Flash loans, zaps, and DeFi aggregators are leveraging composability in order to simplify the user experience and ultimately make DeFi markets hyper-efficient.
Several DeFi projects are discussed in this post. The purpose of this post is not to comment on the security level of these projects; the purpose is to share cutting-edge developments in DeFi with our readership. If you are interested in using these applications, do your own research and do so at your own risk.
We are just beginning to understand the impact of flash loans on the DeFi ecosystem. Unfortunately, most of us first became aware of flash loans after they were utilized in the bZx attacks, but they can also be used for good. During the attacks, flash loans were used as a tool to increase the amount of capital the attackers had at their disposal. This large amount of capital allowed the attackers to create the slippage necessary to profit from these exploits. But what else can flash loans do?
Currently, DeFi applications can operate in a trust-minimized (and sometimes trustless) manner because collateral ensures that DeFi markets remain solvent. Flash loans are one of the first uncollateralized loans offered in the DeFi ecosystem. Although users are not required to lock up assets as collateral in order to take out the loan, the system remains solvent because the uncollateralized loan is only successfully executed if the user can pay it back within the same transaction. In other words, flash loans can only be used if they can instantly be paid back.
What does this look like in practice? Flash loans can accomplish the following within a single transaction:
- Profit from an arbitrage opportunity without any upfront capital,
- Refinance an existing loan, and
- Engage in a collateral or interest rate swap.
This not only enhances the liquidity of capital within the DeFi ecosystem, it also democratizes access to arbitrage and other opportunities because, in many cases, “you don’t need money to make more money”.
Zaps are contributing to DeFi’s hyper-liquidity by making it easy for users to accomplish complex tasks in a single transaction and are an excellent example of the power of DeFi composability.
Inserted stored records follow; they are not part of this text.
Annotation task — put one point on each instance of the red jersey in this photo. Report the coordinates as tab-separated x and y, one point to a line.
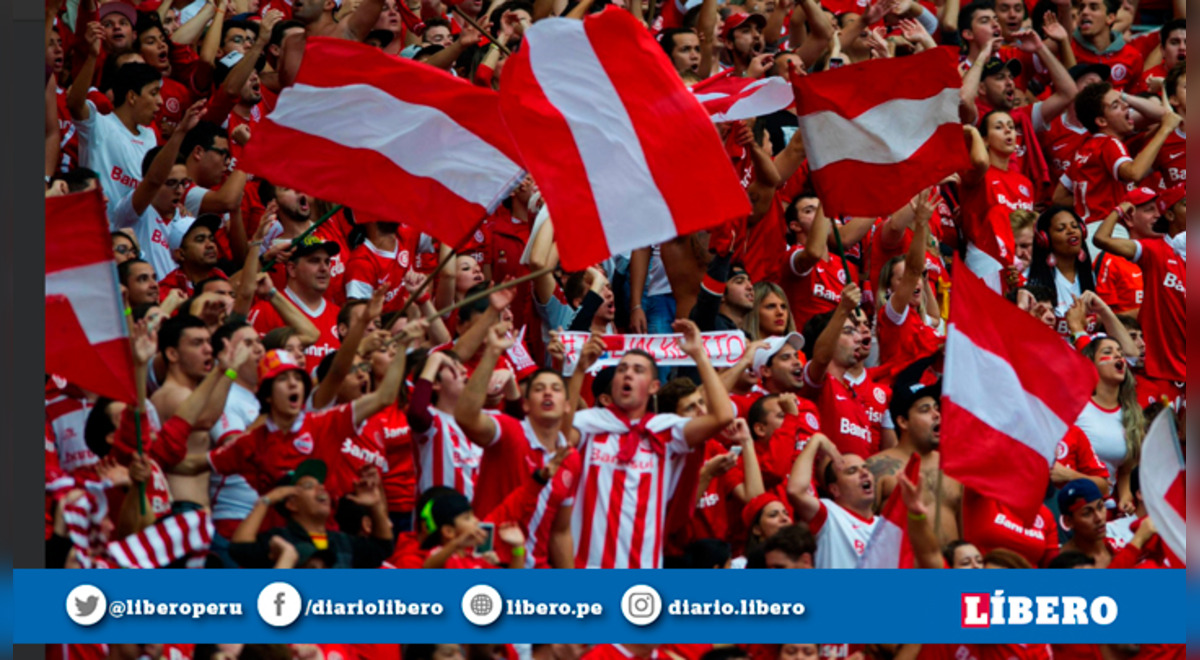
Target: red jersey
1125	61
1119	282
445	456
1164	310
621	507
1171	161
267	454
1060	143
990	525
370	268
816	291
1075	451
389	430
1093	177
990	234
843	414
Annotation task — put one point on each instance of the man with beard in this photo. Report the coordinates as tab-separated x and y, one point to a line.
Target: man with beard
742	35
683	47
916	412
1083	514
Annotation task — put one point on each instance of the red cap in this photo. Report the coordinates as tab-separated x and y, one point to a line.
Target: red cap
275	363
738	19
1140	196
1171	197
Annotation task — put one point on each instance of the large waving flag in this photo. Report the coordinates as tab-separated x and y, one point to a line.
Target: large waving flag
623	154
1011	390
1163	478
399	139
891	123
87	337
731	99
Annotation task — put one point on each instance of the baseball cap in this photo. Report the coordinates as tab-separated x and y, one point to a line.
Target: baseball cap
773	346
312	244
180	227
1140	196
1080	70
997	65
1171	197
275	363
1078	493
906	394
738	19
120	7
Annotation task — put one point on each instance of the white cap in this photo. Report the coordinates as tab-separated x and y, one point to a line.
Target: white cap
773	346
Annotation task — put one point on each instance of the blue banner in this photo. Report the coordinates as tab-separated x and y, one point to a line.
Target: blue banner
585	606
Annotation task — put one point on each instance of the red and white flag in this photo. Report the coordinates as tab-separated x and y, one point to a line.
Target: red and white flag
1011	390
731	99
623	154
888	546
87	336
395	138
879	132
1163	477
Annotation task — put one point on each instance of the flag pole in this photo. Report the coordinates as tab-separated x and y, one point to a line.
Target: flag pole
499	287
306	233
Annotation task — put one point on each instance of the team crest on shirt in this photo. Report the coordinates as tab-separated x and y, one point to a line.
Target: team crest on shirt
303	443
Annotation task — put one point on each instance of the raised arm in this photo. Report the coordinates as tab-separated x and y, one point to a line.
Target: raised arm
720	408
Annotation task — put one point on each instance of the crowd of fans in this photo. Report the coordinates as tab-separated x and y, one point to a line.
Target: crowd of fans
611	652
321	423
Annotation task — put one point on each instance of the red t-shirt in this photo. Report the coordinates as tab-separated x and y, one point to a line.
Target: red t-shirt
1126	64
1119	282
1164	310
1093	177
843	415
990	525
267	454
264	318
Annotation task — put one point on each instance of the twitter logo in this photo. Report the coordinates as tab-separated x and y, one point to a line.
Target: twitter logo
87	605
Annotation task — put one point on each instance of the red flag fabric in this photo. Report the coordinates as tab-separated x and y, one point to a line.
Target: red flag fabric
1163	478
888	546
396	138
623	154
1012	388
893	123
87	337
731	99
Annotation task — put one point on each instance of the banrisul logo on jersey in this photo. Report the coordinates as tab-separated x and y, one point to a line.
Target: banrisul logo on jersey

Zaps are money legos that feel intuitive to users because they reduce the steps it takes accomplish tasks like contributing liquidity to Uniswap and Synthetix pools. Generally, in order to contribute liquidity to Uniswap or Synthetix, users need to visit multiple interfaces and wait for multiple transactions to get confirmed. For example, someone that is interested in providing liquidity to the MKR pool in Uniswap normally would require 3 separate transactions including purchasing MKR.
Using a tailor made zap for this use case, users can contribute to a Uniswap pool in a single transaction. The user only needs to send ETH, everything else happens in the background. In the near future, expect other projects to create zap-like structures that simplify the user experience.
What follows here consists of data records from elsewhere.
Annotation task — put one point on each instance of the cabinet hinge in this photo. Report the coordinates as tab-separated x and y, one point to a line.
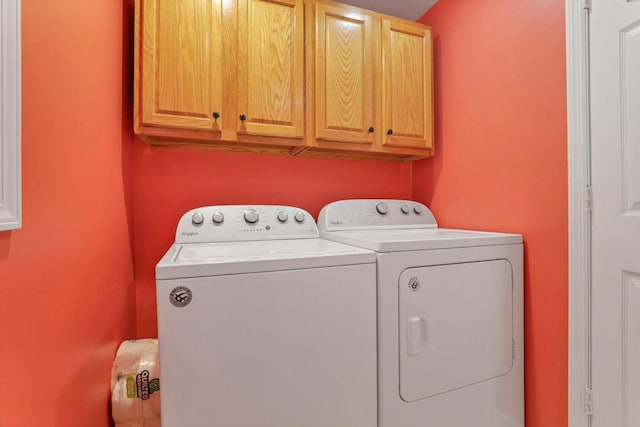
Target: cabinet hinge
588	198
588	401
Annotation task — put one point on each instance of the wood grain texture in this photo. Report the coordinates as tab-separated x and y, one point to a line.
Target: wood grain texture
344	74
181	62
271	59
408	82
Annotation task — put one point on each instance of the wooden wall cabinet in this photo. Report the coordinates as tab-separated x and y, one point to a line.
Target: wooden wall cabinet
369	84
313	78
220	74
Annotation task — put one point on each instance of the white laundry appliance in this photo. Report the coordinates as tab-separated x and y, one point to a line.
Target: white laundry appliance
263	324
450	315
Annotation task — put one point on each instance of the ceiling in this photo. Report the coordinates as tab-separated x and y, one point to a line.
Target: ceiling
407	9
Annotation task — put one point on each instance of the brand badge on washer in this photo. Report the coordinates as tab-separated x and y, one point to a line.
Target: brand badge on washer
180	296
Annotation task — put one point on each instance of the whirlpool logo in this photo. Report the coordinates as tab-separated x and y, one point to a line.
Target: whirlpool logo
180	296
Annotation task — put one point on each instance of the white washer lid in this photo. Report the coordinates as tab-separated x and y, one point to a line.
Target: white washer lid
395	240
219	258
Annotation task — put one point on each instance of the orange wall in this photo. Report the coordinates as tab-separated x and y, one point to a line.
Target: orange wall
66	277
501	160
169	182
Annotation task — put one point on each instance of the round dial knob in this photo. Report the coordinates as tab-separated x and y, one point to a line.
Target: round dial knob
251	216
382	208
217	217
197	218
299	217
283	217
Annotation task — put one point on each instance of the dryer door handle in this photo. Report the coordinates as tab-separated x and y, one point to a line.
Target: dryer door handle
416	329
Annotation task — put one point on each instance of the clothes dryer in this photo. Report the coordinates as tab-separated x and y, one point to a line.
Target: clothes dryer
450	315
263	324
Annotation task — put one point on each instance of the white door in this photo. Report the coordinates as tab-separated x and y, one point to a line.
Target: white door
615	133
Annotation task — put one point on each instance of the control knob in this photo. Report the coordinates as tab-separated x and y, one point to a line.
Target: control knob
197	218
382	208
217	217
282	217
251	216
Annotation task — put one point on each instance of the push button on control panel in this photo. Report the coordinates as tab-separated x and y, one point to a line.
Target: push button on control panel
299	217
251	216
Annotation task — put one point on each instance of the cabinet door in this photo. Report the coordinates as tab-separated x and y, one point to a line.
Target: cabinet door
408	86
181	63
271	67
345	64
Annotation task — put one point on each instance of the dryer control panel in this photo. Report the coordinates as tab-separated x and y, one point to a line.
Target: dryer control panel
245	223
368	214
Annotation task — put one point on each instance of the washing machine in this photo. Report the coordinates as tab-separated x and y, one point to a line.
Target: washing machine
450	315
263	324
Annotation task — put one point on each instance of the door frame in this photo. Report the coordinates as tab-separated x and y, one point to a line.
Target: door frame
579	182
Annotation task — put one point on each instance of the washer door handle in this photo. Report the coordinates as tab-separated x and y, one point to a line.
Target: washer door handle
416	333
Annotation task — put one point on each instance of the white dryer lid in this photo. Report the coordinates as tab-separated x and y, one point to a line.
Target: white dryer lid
419	239
397	225
221	258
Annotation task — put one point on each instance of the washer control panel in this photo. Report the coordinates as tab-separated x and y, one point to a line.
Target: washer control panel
367	214
242	223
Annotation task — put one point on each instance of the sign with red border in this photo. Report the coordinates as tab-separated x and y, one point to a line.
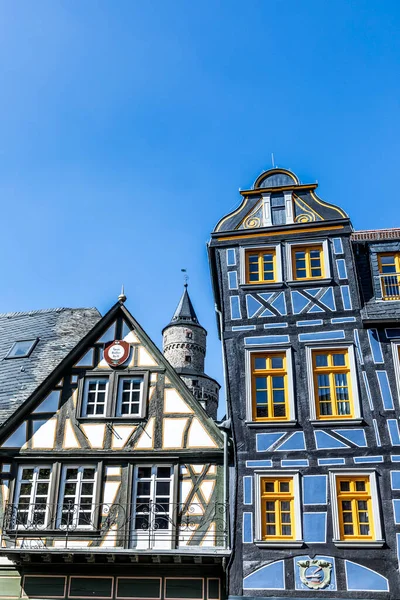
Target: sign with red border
116	352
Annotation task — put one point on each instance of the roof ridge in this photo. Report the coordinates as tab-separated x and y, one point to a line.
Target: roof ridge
44	310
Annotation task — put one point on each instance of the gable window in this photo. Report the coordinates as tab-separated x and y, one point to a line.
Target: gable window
130	394
278	209
333	384
269	386
355	508
261	266
153	508
278	521
117	395
389	275
31	507
22	348
95	397
77	497
307	262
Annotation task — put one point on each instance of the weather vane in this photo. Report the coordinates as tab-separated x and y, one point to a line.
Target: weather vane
185	277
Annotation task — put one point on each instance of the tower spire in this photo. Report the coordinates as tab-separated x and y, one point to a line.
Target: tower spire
184	312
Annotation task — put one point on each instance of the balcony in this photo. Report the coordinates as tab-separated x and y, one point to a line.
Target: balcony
176	530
DeFi app aggregators are contributing to hyper-efficient markets within the DeFi ecosystem.
DEX aggregators connect DEXs in the background in order to provide users with the best market rate for their trade. This not only benefits users by providing them with a simpler experience while purchasing assets in a non-custodial manner, it also benefits the DeFi ecosystem by connecting liquidity pools. When pools are aggregated in this fashion, it starts to feel like a single big market instead of several small markets.
Another thriving DeFi use case is generating interest on your otherwise idle cryptocurrency. Currently, there are several options to generate yield including Maker DSR, Compound, dYdX, and more. A challenge faced by DeFi lenders is ensuring that their assets are being lent in the application that generates the most yield.
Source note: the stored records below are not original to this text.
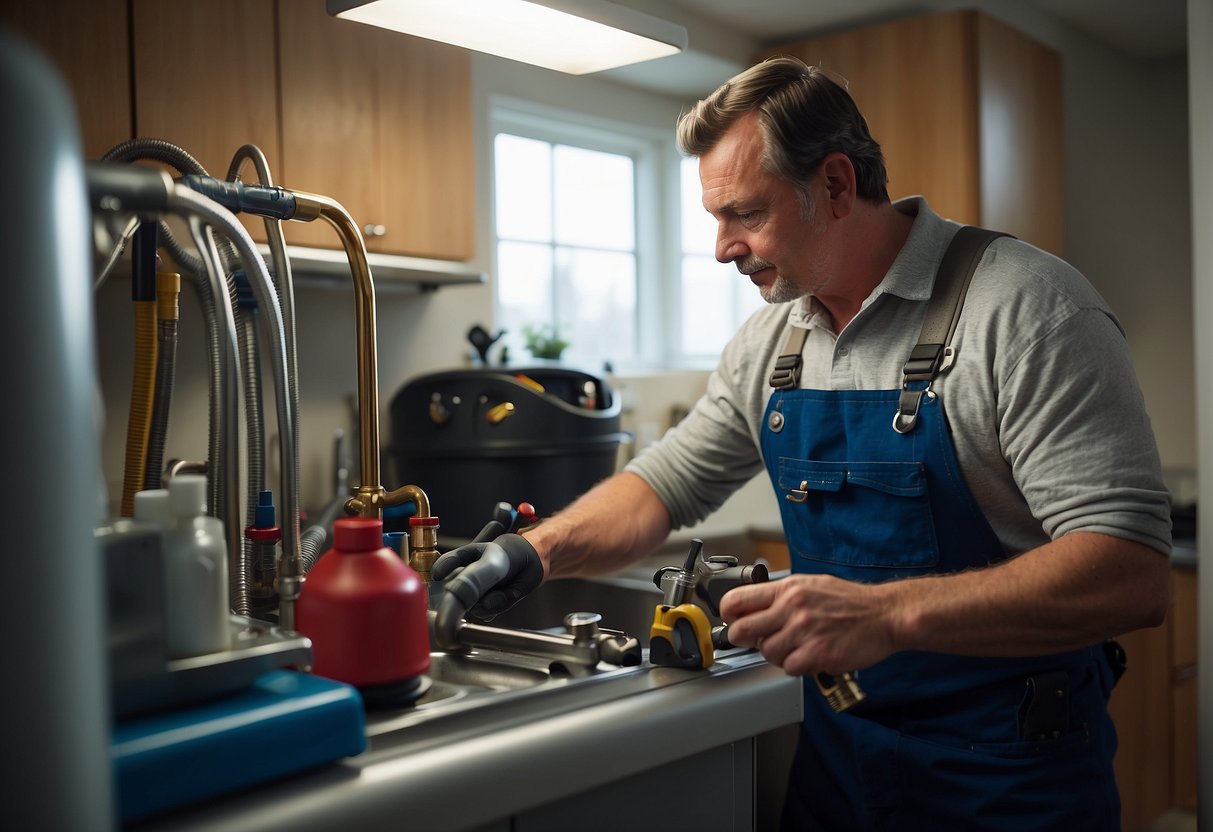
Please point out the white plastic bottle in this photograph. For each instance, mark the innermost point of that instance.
(195, 571)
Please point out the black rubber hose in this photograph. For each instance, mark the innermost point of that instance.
(465, 590)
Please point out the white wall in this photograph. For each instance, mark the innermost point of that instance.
(1200, 35)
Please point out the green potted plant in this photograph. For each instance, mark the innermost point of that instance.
(544, 341)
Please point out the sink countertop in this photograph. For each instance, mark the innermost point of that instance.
(528, 754)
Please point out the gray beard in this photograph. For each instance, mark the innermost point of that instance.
(781, 291)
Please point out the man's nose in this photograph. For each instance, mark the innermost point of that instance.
(729, 249)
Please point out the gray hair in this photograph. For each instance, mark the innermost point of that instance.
(804, 115)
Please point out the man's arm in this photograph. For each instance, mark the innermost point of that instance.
(619, 520)
(1070, 593)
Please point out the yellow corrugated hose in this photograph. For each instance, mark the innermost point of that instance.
(142, 397)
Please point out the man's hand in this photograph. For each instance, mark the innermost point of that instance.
(491, 576)
(808, 624)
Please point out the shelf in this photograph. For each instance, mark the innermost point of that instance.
(330, 269)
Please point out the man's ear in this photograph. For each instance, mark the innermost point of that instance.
(838, 175)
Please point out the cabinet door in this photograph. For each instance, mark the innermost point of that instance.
(1184, 621)
(87, 41)
(381, 123)
(915, 80)
(205, 80)
(1023, 182)
(968, 113)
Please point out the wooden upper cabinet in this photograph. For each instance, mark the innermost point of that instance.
(205, 80)
(968, 114)
(382, 124)
(87, 43)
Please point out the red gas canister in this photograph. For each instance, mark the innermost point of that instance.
(364, 610)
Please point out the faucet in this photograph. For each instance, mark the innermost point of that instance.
(371, 497)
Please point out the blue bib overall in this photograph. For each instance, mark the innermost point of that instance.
(941, 741)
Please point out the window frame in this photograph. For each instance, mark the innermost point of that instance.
(659, 250)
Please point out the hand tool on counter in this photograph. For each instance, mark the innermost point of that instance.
(580, 648)
(682, 634)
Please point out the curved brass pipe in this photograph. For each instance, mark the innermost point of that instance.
(371, 497)
(369, 501)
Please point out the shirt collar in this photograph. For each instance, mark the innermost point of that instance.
(912, 273)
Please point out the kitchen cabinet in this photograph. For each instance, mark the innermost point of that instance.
(1154, 707)
(968, 113)
(372, 119)
(382, 123)
(89, 44)
(1183, 687)
(205, 77)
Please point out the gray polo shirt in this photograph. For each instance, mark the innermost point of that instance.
(1046, 414)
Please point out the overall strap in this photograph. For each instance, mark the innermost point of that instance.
(934, 353)
(786, 375)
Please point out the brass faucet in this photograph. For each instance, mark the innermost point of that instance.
(371, 497)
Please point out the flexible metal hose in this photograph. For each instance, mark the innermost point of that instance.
(168, 291)
(285, 285)
(155, 149)
(184, 199)
(138, 423)
(225, 429)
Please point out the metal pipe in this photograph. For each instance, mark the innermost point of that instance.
(227, 450)
(290, 577)
(369, 500)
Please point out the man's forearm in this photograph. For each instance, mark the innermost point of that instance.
(1072, 592)
(616, 522)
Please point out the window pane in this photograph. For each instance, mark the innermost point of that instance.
(594, 199)
(707, 322)
(596, 302)
(524, 290)
(524, 188)
(698, 226)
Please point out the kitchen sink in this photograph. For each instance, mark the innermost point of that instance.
(485, 672)
(624, 603)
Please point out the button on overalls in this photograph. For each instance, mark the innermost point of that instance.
(941, 741)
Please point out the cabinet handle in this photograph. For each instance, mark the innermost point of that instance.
(1184, 673)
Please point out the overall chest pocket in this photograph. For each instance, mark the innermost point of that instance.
(870, 514)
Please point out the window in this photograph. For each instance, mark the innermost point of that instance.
(565, 221)
(601, 235)
(715, 298)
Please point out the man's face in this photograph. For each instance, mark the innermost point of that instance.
(762, 224)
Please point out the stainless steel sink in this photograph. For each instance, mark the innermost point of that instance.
(625, 603)
(485, 672)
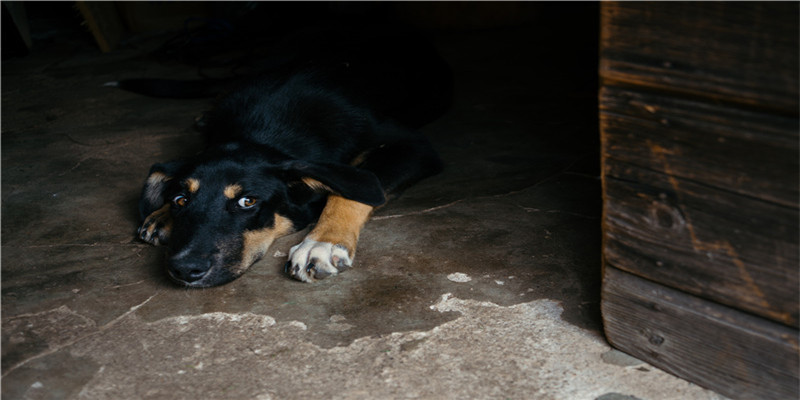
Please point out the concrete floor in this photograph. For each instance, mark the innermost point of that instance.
(482, 282)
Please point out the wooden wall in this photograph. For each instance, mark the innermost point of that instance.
(699, 126)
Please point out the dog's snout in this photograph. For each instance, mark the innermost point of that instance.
(189, 270)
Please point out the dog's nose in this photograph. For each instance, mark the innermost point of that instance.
(189, 270)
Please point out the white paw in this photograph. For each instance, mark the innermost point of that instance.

Idle, audited by Quantstamp, is an aggregator that allows users to automatically deposit funds in DeFi pools that generate the most yield. This aggregator even automatically rebalances user deposits to account for dynamically changing interest rates. This facilitates an efficient market for lending assets and may also contribute to a “survival of the fittest” situation for DeFi lending.
Security and Composability
These trends have a similar theme, the number of money legos used within a single transaction is high. This high level of composability has massively simplified the user experience, and facilitates hyper-liquid and hyper-efficient markets.
However, the power of money lego composability is also a double-edged sword. Each additional money lego adds security risk to an application. When money legos are combined in new ways, this also adds security risk. Despite these risks, DeFi has come out stronger with each discovered vulnerability.
Despite this optimistic view, users have not come out unscathed. As a user, make sure to do your own research before using these applications.
Keep on learning and stay safe out there!